Sur le Détroit Malais qu’empourpre le couchant
C’est un vieux tronc moussu flottant à la dérive
Qui, n’ayant pas servi de mât ni de solive,
Epave sans passé, n’offre rien d’attachant.
Des ramiers attardés dans le ciel et cherchant
Sur les flots explorés d’une façon craintive
Un abri pour la nuit qui brusquement arrive,
L’apercevant de loin, s’y posent sur le champ.
Dans l’ombre, à la chaleur de tant de plumes blanches,
Ce débris des forêts pense au temps où ses branches
Se fleurissaient de nids, d’amonts et de chansons.
A l’aube, les oiseaux vont aux côtes voisines,
L’arbre abandonné roule aux lointains horizons,
Et moi je songe à vous, Amitiés féminines.
Auguste de Villèle (1858 † 1943), Amitiés féminines, 1912 Rayons de Miel.
Notes :
Il est probable que ce sonnet put être inspiré par les nombreux voyages maritimes que fit Auguste de Villèle, voyages motivés par ses métiers de botaniste et d’agronome passionnés.
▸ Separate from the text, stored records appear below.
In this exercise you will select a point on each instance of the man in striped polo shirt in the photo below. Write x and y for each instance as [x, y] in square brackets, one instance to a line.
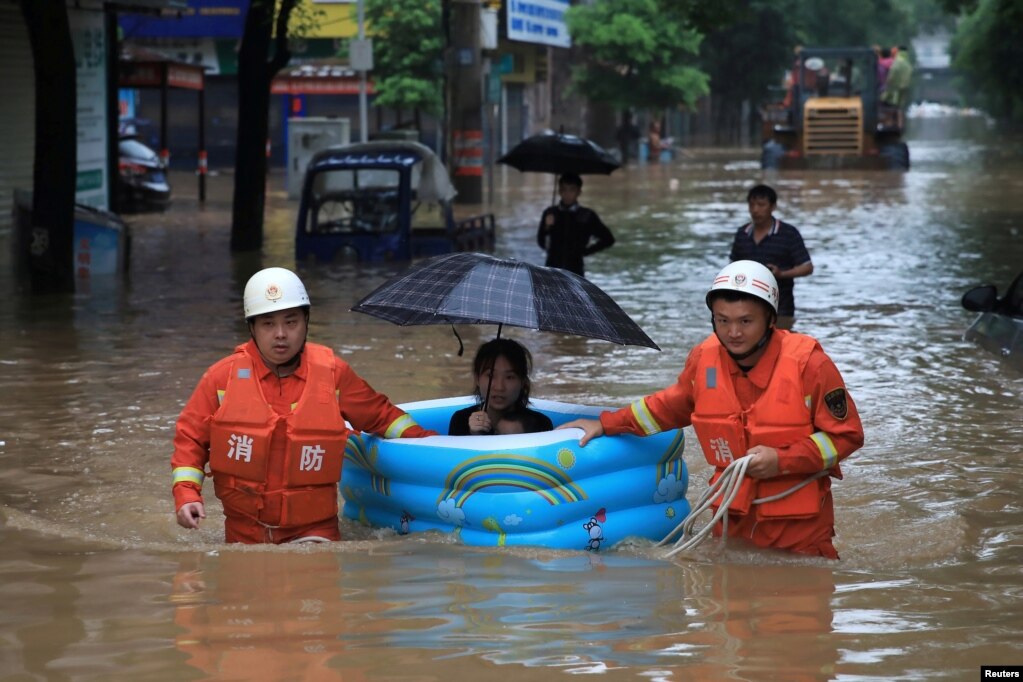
[775, 244]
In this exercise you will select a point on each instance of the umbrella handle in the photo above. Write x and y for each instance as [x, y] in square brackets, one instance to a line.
[490, 381]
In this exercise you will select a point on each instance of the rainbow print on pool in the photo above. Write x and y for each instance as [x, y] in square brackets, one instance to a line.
[529, 489]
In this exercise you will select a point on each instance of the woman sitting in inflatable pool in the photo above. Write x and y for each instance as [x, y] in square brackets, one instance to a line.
[500, 378]
[527, 489]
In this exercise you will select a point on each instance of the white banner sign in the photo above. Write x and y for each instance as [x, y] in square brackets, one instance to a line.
[90, 67]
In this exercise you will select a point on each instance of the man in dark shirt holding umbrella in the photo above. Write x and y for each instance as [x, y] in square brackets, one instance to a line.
[569, 231]
[775, 244]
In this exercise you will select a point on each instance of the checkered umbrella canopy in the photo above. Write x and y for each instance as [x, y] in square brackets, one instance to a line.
[476, 288]
[559, 153]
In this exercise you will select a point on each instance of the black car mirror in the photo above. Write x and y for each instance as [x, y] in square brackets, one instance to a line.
[981, 299]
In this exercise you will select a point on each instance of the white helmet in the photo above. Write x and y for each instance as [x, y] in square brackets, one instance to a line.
[272, 289]
[747, 277]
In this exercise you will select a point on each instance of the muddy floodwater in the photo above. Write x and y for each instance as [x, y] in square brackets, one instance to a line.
[98, 583]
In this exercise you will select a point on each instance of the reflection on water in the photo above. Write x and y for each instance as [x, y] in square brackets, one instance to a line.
[100, 583]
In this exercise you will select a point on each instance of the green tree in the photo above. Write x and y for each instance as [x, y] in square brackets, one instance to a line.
[987, 52]
[407, 48]
[48, 251]
[746, 60]
[636, 54]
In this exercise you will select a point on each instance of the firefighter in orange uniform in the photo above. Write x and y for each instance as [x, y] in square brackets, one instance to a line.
[774, 396]
[268, 421]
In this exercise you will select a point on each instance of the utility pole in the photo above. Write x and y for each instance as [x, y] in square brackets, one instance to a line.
[465, 87]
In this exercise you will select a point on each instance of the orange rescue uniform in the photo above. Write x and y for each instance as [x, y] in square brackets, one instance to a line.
[793, 400]
[274, 446]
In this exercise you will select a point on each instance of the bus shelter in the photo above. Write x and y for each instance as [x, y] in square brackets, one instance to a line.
[147, 70]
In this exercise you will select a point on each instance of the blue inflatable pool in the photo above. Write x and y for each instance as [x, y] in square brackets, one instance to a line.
[529, 489]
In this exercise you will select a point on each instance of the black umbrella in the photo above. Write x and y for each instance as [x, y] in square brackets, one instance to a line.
[560, 153]
[476, 288]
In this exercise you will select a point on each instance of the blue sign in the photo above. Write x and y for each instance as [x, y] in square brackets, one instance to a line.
[540, 21]
[202, 18]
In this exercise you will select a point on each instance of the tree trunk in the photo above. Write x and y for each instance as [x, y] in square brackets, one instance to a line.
[50, 246]
[256, 71]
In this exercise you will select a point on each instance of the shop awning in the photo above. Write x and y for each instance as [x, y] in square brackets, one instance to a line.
[318, 79]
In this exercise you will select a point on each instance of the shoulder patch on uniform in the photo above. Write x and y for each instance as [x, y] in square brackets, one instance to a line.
[837, 404]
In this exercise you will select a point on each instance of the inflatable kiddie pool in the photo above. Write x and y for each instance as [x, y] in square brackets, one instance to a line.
[528, 489]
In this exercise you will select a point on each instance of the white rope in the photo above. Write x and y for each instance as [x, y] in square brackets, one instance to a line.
[728, 484]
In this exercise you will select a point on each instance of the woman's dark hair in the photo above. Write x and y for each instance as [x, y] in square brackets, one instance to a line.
[517, 355]
[762, 191]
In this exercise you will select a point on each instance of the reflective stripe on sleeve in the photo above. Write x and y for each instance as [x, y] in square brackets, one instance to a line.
[188, 474]
[642, 416]
[399, 425]
[829, 454]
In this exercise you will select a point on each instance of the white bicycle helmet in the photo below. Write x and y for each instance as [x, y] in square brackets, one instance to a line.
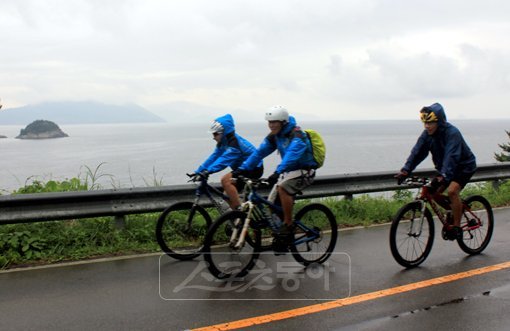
[277, 113]
[216, 127]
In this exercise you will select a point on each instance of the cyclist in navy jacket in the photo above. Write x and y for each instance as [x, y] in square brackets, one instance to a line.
[297, 168]
[451, 156]
[231, 151]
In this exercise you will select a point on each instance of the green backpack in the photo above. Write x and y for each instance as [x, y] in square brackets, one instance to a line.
[318, 146]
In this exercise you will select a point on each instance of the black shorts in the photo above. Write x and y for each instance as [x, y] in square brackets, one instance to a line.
[462, 178]
[253, 174]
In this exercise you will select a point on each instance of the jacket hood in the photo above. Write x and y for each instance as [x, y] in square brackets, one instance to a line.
[228, 123]
[438, 110]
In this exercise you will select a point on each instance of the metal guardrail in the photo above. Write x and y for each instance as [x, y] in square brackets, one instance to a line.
[28, 208]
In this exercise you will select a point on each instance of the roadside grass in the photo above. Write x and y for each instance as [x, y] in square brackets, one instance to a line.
[52, 242]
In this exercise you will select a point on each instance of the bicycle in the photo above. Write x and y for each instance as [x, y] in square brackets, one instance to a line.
[182, 226]
[233, 243]
[412, 229]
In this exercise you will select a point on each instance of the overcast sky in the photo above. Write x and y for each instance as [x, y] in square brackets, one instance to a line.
[356, 59]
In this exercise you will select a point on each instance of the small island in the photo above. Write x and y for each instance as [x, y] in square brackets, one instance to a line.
[41, 129]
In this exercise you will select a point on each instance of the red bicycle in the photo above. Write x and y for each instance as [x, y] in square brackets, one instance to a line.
[412, 229]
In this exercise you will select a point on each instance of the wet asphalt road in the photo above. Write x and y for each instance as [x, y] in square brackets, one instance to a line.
[158, 293]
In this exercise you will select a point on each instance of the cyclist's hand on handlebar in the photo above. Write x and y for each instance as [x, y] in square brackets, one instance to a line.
[240, 173]
[273, 179]
[401, 176]
[204, 174]
[437, 182]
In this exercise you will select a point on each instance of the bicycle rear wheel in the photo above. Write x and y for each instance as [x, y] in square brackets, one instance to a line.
[181, 229]
[315, 234]
[477, 225]
[411, 235]
[226, 260]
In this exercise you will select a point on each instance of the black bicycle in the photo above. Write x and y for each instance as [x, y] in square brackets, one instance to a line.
[234, 241]
[182, 226]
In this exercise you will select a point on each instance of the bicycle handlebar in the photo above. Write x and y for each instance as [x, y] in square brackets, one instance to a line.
[413, 180]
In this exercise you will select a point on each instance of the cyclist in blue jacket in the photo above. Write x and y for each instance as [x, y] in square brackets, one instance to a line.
[297, 168]
[451, 156]
[231, 151]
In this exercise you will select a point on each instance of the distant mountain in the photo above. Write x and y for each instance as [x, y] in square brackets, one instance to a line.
[79, 112]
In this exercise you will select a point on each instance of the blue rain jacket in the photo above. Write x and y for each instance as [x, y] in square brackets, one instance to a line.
[292, 144]
[231, 151]
[450, 153]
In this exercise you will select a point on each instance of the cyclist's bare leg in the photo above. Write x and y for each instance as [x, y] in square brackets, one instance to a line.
[455, 202]
[231, 191]
[287, 202]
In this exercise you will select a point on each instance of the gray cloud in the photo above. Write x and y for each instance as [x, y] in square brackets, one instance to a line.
[249, 54]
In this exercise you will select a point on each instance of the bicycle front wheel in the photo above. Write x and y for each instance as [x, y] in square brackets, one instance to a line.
[411, 235]
[477, 225]
[315, 234]
[227, 254]
[181, 229]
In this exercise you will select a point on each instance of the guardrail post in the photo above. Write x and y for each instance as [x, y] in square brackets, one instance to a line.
[120, 222]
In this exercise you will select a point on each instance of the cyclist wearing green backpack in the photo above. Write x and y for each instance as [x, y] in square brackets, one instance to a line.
[297, 168]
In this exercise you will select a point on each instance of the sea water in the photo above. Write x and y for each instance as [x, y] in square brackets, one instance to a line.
[139, 155]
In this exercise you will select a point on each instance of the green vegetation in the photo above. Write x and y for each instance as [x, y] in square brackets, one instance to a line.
[505, 155]
[49, 242]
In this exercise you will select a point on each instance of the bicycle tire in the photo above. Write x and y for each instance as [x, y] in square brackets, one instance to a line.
[315, 217]
[224, 261]
[476, 239]
[409, 248]
[174, 236]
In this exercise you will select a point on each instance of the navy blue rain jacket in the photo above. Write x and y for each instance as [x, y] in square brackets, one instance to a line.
[292, 144]
[450, 153]
[231, 151]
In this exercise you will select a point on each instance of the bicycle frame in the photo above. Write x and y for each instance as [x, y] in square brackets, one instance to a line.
[208, 190]
[436, 200]
[255, 207]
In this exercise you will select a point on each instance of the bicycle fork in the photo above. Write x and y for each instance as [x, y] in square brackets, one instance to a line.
[238, 242]
[412, 232]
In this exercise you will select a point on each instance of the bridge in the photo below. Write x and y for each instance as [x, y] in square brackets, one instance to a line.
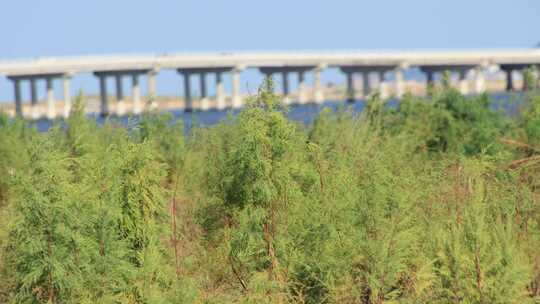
[464, 64]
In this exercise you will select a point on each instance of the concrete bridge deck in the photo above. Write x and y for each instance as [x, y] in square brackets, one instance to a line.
[469, 66]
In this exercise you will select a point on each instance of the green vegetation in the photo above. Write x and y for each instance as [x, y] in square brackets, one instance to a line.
[434, 201]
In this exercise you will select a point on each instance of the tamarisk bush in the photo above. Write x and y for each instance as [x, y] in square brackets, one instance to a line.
[433, 200]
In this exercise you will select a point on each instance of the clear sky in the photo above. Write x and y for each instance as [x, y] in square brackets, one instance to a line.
[37, 28]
Parmi ses différents voyages, on note un tour du monde effectué en 1910, deux ans avant ce sonnet. Il ramena de nombreuses espèces végétales de ces voyages, et même quelques espèces animales (comme des crapauds pour tenter de lutter contre la prolifération des moustiques à l’Ile de La Réunion). Nous ignorons si son tour du monde fit passer Auguste de Villèle par le Détroit Malais évoqué au commencement du poème Amitiés féminines. Sous cette appellation de Détroit Malais, Auguste de Villèle désigne le Détroit de Malacca, long couloir maritime du sud-est de l’Asie situé entre la péninsule malaise (alors sous domination britannique) et l’île indonésienne de Sumatra (faisant alors partie des Indes hollandaises coloniales), et reliant par Singapour la mer de Chine méridionale, à l’Est, à la mer d’Andaman, mer bordière de l’Océan Indien, à l’Ouest. On sait que son fils Olivier de Villèle ira s’établir en Indochine française.